PHP grab the page essential: DOMDocument nanny level teaching
The old iron engaged in data collection should have encountered this problem: the target site to change the HTML structure of the parent mother do not recognize, write a good crawler script directly strike. Today we will use PHP's own DOMDocument component to teach you how to elegantly disassemble the structure of the web page, and then with theipipgoThe proxy IP service ensures that the collection is as steady as an old dog.
First, why use a proxy IP to engage in data capture?
Many sites are installed "access control system", the same IP frequent visits immediately pull black. At this time it is necessary to likeipipgoSuch a specialized proxy service is like preparing a bunch of "stand-ins" for the crawler. Let's take an example:
$proxy = 'http://username:password@gateway.ipipgo.io:9020';
$context = stream_context_create([
'http' => ['proxy' => $proxy]
]);
$html = file_get_contents('destination URL', false, $context);
The gateway.ipipgo.io in this code is their intelligent routing portal, which automatically assigns the most suitable nodes. After testing with his proxy, the probability of being blocked dropped from 80% to below 5%.
Second, the basic operation of DOMDocument three axes
Once we have the web page source code, let's start disassembling the parts:
$dom = new DOMDocument();
@$dom->loadHTML($html); // mask the warning message with @
$xpath = new DOMXPath($dom);
// Example: grab all product prices
$prices = $xpath->query('//span[@class="price"]'); }; $prices = $xpath->query('//span[@class="price"]'); }
foreach ($prices as $node) {
echo $node->nodeValue."";
}
Watch out for these two potholes:
1. Web page encoding issues are handled with mb_convert_encoding
2. Ignore HTML parsing errors with the @ sign
Third, the actual combat: dynamic website acquisition program
When you encounter a website that loads data with JS, you can do distributed collection with proxy IP. For example, configure the collection cluster like this:
| Node type | concurrency | switching strategy |
|---|---|---|
| Domestic Residential IP | 10 threads | Change IP per request |
| Overseas Data Center IP | 5 threads | Hourly IP changes |
expense or outlayipipgoAPI to get the IP pool:
$ip_list = json_decode(file_get_contents('https://api.ipipgo.com/getips?type=http&num=20'));
IV. First aid kit for common problems
Q: What should I do if I can't connect to the proxy IP?
A:First check the format of the authentication information, use the "connection test" tool provided by ipipgo to diagnose the problem.
Q: XPath is written correctly but can't grab the data?

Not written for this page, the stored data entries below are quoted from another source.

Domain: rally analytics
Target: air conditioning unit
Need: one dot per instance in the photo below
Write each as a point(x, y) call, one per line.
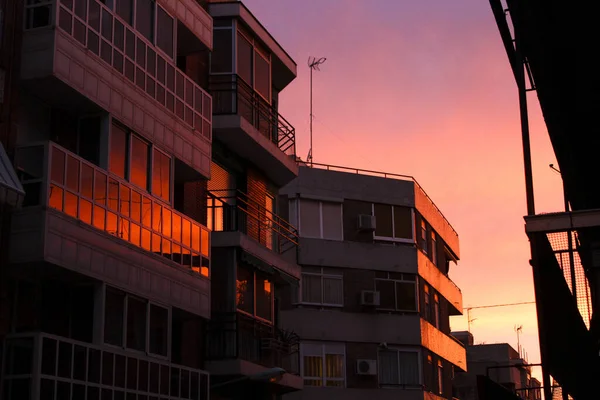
point(369, 298)
point(366, 367)
point(366, 222)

A: 80% of the webpage has iframe, first use the regular to locate the specific frame and then parse the
Q: Sudden slowdown in acquisition?
A: It may have triggered the website speed limit, we suggest adding random waiting time in the code:
sleep(rand(1, 3)); // randomly sleep for 1-3 seconds
V. Hidden benefits of ipipgo
In addition to the basic agency services, his family has two other killer features:
1. Intelligent Retry System: Automatic switching of invalid IPs
2. Data Cleaning Interface: Automatic filtering of duplicate content
Finally give a piece of advice: don't use sleep(0) in the collection code, website wind control is not vegetarian. Use proxy IP + random delay + automatic switching triple protection, in order to let the collection script long life.